Processing & Reading Multiple Files Simultaneously Using fileinput In Python

Sachin Pal
8 min readJul 26, 2023

--

The fileinput module is a part of the standard library and is used when someone needs to iterate the contents of multiple files simultaneously. Well, Python's in-built open() function can also be used for iterating the content but for only one file at a time.

You’ll explore the classes and functions provided by the fileinput module to iterate over multiple files.

But one thing, you could use fileinput to iterate the single file also, but it would be better to use the open() function for it.

Basic Usage

import fileinput

# Creating fileinput instance and passing multiple files
stream = fileinput.input(files=('test.txt',
'sample.txt',
'index.html'))

# Iterating the content
for data in stream:
print(data)

The fileinput module was first imported, and then the fileinput instance was created by calling fileinput.input() and passing the tuple of files ( test.txt, sample.txt, and index.html).

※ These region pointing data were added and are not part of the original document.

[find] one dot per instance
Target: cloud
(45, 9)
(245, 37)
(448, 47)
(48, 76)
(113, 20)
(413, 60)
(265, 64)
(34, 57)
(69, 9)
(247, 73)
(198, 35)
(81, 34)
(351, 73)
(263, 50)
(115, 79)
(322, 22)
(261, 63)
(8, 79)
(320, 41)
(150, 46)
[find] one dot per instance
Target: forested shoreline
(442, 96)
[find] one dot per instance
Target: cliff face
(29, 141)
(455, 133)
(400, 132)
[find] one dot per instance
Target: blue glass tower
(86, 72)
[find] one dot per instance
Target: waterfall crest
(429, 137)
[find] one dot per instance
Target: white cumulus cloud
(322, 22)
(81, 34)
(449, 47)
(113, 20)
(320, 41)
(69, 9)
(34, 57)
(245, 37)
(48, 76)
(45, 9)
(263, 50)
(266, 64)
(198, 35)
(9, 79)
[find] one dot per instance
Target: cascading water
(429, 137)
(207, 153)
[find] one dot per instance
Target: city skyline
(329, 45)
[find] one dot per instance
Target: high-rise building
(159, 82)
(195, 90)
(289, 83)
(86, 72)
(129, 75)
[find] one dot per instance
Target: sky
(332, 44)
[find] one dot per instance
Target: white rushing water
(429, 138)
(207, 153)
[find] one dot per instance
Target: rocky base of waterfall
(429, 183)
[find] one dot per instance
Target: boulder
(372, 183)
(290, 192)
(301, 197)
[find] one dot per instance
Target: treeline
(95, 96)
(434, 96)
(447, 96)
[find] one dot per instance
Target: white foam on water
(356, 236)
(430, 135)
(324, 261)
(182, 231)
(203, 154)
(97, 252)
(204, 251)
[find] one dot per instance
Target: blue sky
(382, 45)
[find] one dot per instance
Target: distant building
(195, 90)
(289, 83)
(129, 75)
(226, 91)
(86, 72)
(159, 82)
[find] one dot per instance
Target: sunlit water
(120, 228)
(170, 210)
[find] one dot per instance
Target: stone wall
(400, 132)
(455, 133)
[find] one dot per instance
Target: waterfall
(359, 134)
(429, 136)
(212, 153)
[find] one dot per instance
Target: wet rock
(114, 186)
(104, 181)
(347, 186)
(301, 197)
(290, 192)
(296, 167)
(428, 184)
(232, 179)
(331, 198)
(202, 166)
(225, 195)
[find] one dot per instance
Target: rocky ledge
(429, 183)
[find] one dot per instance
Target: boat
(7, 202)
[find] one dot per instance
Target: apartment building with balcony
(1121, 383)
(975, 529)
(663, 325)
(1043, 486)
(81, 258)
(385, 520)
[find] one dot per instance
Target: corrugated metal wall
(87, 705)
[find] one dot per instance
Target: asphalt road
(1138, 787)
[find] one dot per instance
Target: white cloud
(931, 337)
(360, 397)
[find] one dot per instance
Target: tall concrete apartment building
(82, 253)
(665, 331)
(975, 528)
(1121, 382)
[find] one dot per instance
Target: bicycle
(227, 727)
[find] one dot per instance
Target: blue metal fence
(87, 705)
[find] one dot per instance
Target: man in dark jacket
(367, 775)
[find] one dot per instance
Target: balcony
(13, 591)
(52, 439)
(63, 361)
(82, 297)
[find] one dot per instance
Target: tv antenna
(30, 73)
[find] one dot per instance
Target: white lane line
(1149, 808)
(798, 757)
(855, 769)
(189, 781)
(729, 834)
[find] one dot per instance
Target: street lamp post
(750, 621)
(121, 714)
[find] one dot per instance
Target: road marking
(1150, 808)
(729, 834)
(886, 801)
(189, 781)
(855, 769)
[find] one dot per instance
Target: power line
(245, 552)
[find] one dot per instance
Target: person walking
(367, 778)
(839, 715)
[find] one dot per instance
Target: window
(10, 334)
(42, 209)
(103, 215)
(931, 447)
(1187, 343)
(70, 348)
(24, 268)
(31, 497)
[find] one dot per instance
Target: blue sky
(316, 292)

This will result in the return of an iterator.

The contents of the files were then iterated and printed using the for loop.

Hi, I am a test file.
Hi, I am a sample file for testing.
<html lang="en">
<head>
<title>Test HTML File</title>
</head>
<body>
<h1>Hi, I am a simple HTML File.</h1>
</body>
</html>

Another approach would be to use the fileinput module as a context manager. This method is somewhat safe because it ensures that the fileinput instance is closed even if an exception occurs.

import fileinput

with fileinput.input(files=('test.txt', 'sample.txt')) as files:
for data in files:
print(data)

In the above demonstration, the fileinput module was used as a context manager with the 'with' statement.

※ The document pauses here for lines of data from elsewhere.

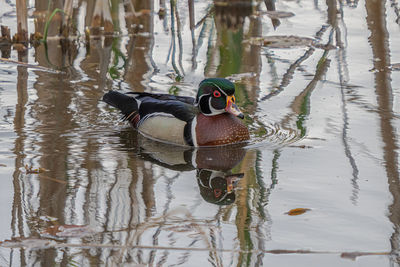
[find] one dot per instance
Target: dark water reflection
(321, 103)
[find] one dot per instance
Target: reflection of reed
(343, 79)
(379, 41)
(18, 222)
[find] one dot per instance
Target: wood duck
(210, 119)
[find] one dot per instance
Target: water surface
(321, 102)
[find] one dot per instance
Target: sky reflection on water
(323, 114)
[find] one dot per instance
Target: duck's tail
(127, 104)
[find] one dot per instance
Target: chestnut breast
(220, 129)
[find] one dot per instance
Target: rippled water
(321, 102)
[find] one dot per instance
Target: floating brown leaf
(68, 231)
(30, 170)
(297, 211)
(276, 14)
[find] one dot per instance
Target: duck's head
(216, 96)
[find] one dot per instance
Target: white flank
(193, 131)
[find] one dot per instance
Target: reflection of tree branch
(288, 76)
(270, 4)
(173, 32)
(379, 41)
(179, 35)
(343, 74)
(396, 9)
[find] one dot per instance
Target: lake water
(317, 185)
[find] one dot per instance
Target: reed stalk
(22, 22)
(101, 14)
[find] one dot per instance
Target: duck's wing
(184, 99)
(138, 106)
(179, 109)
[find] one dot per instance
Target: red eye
(216, 93)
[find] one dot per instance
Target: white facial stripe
(193, 130)
(213, 110)
(220, 89)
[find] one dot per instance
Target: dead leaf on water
(30, 170)
(395, 66)
(353, 255)
(68, 230)
(47, 218)
(297, 211)
(282, 41)
(30, 243)
(276, 14)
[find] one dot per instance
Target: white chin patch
(213, 110)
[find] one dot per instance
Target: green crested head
(216, 96)
(207, 86)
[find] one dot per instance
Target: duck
(212, 118)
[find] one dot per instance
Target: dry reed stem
(22, 22)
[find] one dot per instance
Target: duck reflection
(214, 166)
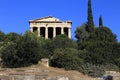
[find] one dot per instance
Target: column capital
(46, 32)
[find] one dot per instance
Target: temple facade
(50, 27)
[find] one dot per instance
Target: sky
(15, 14)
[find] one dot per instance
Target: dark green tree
(90, 17)
(66, 58)
(2, 36)
(100, 22)
(24, 52)
(12, 37)
(81, 34)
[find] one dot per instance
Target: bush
(66, 58)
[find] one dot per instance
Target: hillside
(41, 73)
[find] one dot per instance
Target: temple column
(54, 32)
(69, 32)
(62, 30)
(38, 31)
(46, 32)
(31, 29)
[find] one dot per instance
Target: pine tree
(100, 22)
(90, 18)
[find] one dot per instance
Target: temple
(50, 27)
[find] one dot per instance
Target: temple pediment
(48, 19)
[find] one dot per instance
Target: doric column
(62, 30)
(46, 32)
(69, 32)
(38, 31)
(54, 32)
(31, 29)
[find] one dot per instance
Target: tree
(13, 37)
(90, 17)
(103, 34)
(81, 34)
(2, 36)
(66, 58)
(24, 52)
(100, 22)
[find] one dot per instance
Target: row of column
(54, 31)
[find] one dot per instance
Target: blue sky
(15, 14)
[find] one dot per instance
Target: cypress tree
(90, 17)
(100, 22)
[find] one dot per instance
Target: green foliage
(103, 34)
(66, 58)
(12, 37)
(90, 17)
(2, 36)
(8, 55)
(100, 22)
(93, 70)
(24, 52)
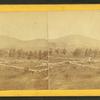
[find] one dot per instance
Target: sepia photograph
(56, 50)
(23, 51)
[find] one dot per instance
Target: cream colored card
(49, 50)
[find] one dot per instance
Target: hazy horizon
(52, 25)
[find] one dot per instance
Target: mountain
(76, 41)
(69, 42)
(9, 42)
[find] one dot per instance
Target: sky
(33, 25)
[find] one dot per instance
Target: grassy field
(74, 74)
(13, 76)
(57, 73)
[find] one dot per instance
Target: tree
(64, 51)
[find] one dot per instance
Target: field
(23, 74)
(74, 73)
(56, 73)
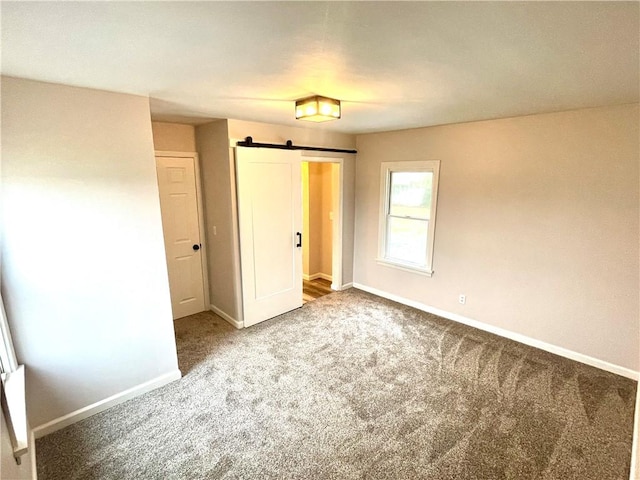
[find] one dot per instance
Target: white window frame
(386, 169)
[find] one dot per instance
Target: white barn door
(270, 224)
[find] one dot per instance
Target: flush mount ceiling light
(317, 109)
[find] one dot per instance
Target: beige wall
(173, 137)
(537, 224)
(84, 276)
(9, 469)
(218, 181)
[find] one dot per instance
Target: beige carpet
(352, 386)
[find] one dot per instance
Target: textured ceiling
(393, 64)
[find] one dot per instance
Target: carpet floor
(352, 386)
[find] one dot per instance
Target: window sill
(405, 267)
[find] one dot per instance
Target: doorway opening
(322, 226)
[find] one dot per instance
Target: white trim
(85, 412)
(406, 267)
(32, 455)
(166, 153)
(532, 342)
(225, 316)
(8, 358)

The above code will return an iterator and will assign it to the files variable (due to the as clause) then the data will be iterated using the files variable.

Hi, I am a test file.
Hi, I am a sample file for testing.

The fileinput.input() Function

The fileinput.input() function is the primary interface of the fileinput module, by using it, the purpose of using the fileinput module is nearly fulfilled. You saw a glimpse of the fileinput.input() function in the previous section, this time, you'll learn more about it.

Syntax

fileinput.input(files=None, inplace=False, backup='', mode='r', openhook=None, encoding=None, errors=None)

Parameters:

files: Defaults to None. Takes a single file or multiple files to be processed.

inplace: Defaults to False. When set to True, the files can be modified directly.

backup: Defaults to an empty string. The extension is specified for the backup files when inplace is set to True.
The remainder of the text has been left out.